Indes, seine Neigungen galten eher geistigen Gebieten.»
Besuch der Bezirksschule in Liestal
Jonas Breitenstein wurde in der Volksschule vom Vater Heinrich Breitenstein im alten Dorfschulhaus, in welchem auch die Familie wohnte, unterrichtet. Bis zu 150 Kinder mussten sich in dieses kleine Haus, welches bis Anfang 1849 als Gesamtschule diente, zwängen. Seine spätere Gemahlin, Theresia Tschopp, Tochter des Tannenwirts in Ziefen, drückte mit ihm dort die Schulbank.
«Nach dem ersten Volksschulunterricht beim Vater besuchte er die Bezirksschule in Liestal; der tägliche Fussmarsch vom Dorf in die Kantonshauptstadt und zurück bewirkte die Kräftigung seiner früher sehr zarten Konstitution.
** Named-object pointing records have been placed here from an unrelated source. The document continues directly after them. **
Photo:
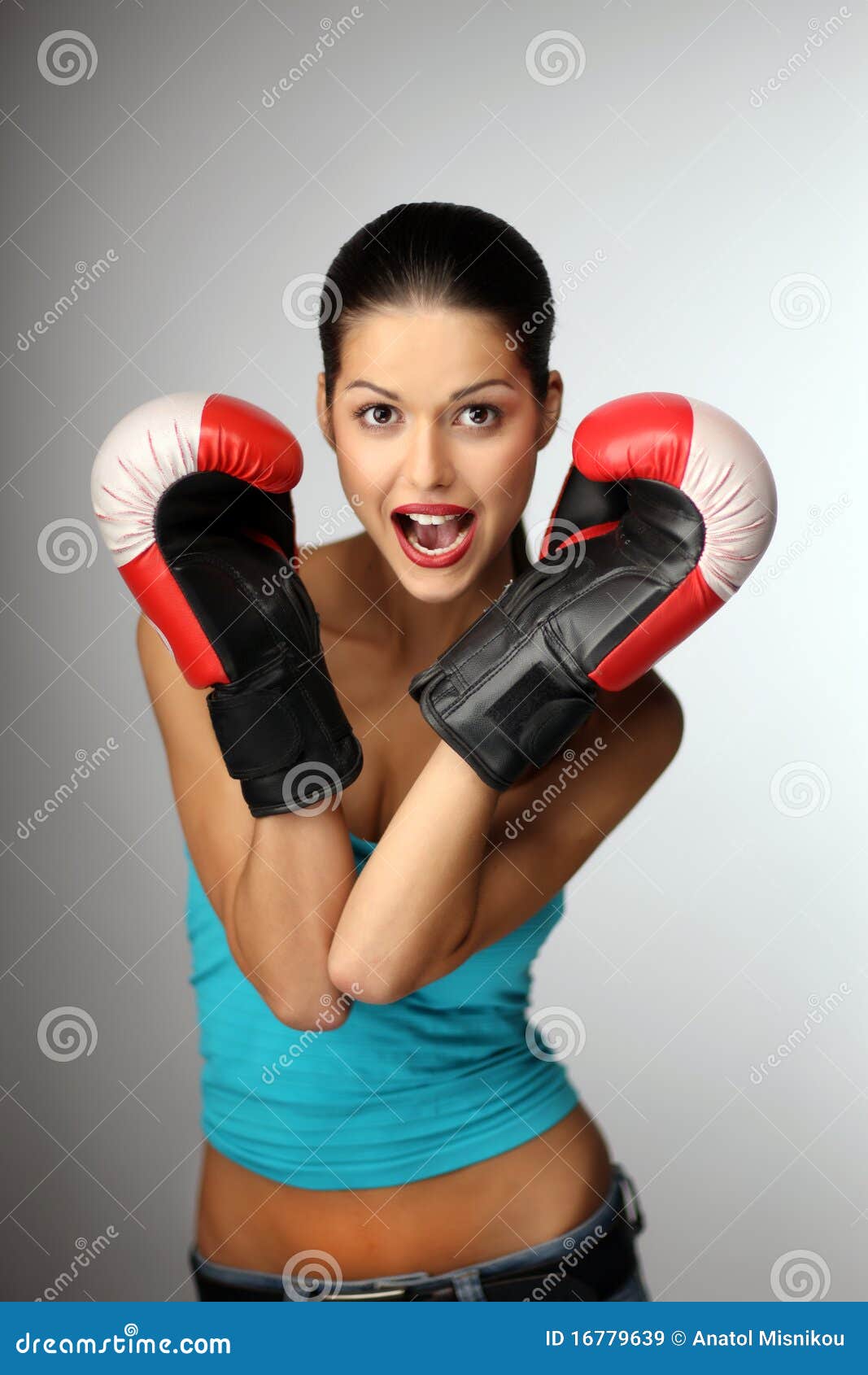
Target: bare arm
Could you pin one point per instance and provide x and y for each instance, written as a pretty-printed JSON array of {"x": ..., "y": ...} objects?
[
  {"x": 277, "y": 883},
  {"x": 458, "y": 866}
]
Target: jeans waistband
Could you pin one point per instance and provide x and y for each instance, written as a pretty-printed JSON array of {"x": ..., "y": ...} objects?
[{"x": 619, "y": 1203}]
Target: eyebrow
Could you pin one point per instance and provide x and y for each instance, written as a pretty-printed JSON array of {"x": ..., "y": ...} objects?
[{"x": 456, "y": 396}]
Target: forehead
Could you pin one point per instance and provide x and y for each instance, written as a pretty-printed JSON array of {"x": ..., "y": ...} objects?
[{"x": 417, "y": 352}]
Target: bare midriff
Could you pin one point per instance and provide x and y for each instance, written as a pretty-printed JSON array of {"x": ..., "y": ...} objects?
[{"x": 525, "y": 1197}]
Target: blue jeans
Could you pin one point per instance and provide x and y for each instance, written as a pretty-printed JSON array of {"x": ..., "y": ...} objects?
[{"x": 569, "y": 1267}]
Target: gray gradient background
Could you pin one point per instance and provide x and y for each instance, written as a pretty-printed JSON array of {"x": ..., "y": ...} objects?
[{"x": 698, "y": 936}]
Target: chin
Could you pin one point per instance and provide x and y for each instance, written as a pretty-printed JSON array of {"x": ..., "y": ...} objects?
[{"x": 435, "y": 586}]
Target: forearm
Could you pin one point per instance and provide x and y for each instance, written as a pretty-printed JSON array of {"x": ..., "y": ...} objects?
[
  {"x": 298, "y": 876},
  {"x": 416, "y": 898}
]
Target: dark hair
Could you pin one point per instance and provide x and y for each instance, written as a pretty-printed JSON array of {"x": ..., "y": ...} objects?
[{"x": 436, "y": 253}]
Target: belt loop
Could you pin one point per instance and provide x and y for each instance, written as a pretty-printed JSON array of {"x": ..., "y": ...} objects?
[
  {"x": 468, "y": 1286},
  {"x": 631, "y": 1213}
]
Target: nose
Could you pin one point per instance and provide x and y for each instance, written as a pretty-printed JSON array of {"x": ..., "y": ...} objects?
[{"x": 427, "y": 464}]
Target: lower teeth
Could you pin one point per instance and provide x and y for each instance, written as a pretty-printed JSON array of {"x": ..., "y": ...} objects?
[{"x": 432, "y": 552}]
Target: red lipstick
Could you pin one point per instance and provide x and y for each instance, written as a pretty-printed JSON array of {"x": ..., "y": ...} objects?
[{"x": 434, "y": 557}]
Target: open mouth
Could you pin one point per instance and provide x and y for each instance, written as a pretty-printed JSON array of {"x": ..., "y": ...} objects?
[{"x": 435, "y": 535}]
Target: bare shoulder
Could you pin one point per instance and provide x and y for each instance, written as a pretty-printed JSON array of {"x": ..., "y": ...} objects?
[{"x": 336, "y": 576}]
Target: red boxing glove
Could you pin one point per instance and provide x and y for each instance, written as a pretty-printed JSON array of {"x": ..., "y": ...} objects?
[
  {"x": 666, "y": 510},
  {"x": 193, "y": 496}
]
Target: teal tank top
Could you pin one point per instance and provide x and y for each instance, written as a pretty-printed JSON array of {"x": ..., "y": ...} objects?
[{"x": 399, "y": 1092}]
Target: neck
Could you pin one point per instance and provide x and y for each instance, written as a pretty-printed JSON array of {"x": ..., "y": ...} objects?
[{"x": 417, "y": 630}]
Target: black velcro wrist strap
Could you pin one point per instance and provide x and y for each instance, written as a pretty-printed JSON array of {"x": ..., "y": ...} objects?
[{"x": 255, "y": 722}]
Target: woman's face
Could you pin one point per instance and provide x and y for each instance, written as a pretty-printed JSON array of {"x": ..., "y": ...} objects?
[{"x": 436, "y": 434}]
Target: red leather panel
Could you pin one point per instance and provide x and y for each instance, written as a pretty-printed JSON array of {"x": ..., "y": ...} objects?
[{"x": 163, "y": 601}]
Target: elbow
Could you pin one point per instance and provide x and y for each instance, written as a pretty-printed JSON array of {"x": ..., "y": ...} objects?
[
  {"x": 364, "y": 982},
  {"x": 326, "y": 1012}
]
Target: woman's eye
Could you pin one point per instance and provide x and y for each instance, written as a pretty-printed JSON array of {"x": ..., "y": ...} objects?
[
  {"x": 478, "y": 417},
  {"x": 377, "y": 417}
]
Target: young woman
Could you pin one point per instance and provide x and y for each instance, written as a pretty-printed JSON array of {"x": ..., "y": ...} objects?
[{"x": 378, "y": 1120}]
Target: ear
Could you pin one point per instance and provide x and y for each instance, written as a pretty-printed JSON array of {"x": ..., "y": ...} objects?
[
  {"x": 324, "y": 414},
  {"x": 551, "y": 408}
]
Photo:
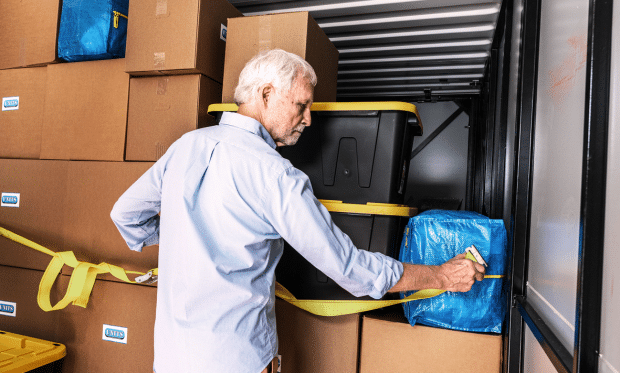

Da die Bezirksschule keinen Maturabschluss erlaubte, wurde die Absolvierung des Basler Pädagogiums (zweijährige, oberste Stufe des Gymnasiums) unumgänglich. Es war nun der tüchtige und lautere basellandschaftliche Schulinspektor Johannes Kettiger (1802–1869), später Seminardirektor von Wettingen, der es vierzehn aufgeweckten jungen Baselbietern ermöglichte, im Jahre 1846, dreizehn Jahre nach der Kantonstrennung, diese Anstalt und danach die Universität zu besuchen. Unter ihnen befand sich neben Breitenstein auch Martin Birmann (1828–1890), der mit Breitenstein manches gemeinsam hatte.»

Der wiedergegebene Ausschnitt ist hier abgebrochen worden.